Flame trap cleaned and sealed with a clamp. I also drilled a 1/8" hole in the center of the flame trap. (I've never had a backfire with this car and started to remove the trap all together but opted for the drill.)
Replaced small vac line from flame trap to downstream of throttle body (it was so soft the vac pull from the downstream side of the throttle body was closing the flow of air).
Cleaned the throttle body while still on (had to use a small mirror to check for build up areas, remember to hold the throttle open and clean the opposite side of throttle butterfly as best as you can). Cleaning the throttle caused the idle to increase a couple hundred RPM. I'm sure some lazier mechanics had previously increased the idle setting to coverup the need to clean the valve.

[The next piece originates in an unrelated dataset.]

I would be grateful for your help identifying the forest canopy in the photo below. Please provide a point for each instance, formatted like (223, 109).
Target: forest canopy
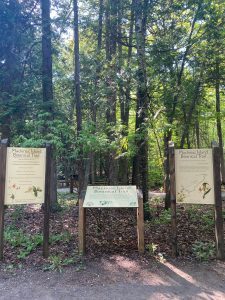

The other thing that was creating havoc was the air box. There is a mechanic switch in it that directs air from either of two origins, 1) warm air from the exhaust manifold or 2) from he snorkle next to the right headlight. I removed the spring loaded position manipulator (it was stuck in the 'from the exhaust manifold position') to ensure only air from the cold air snorkle could enter (had to tape up the warm air entrance.
Once I did that I set the idle screw to between one quarter and a half turns past (into)just touching the stop. After that I set the distributor where the engine ran the best.
Minor things I did included cleaning all graound connections, new plug wires, rotor button and cap, battery connections cleaned, checked alternator, and taped and exposed wires (look around, there are probably at least two or three - if you clean everything you will run into them).
Hope this helps. The feeling you get when the damn thing runs great is, for me, worth the effort.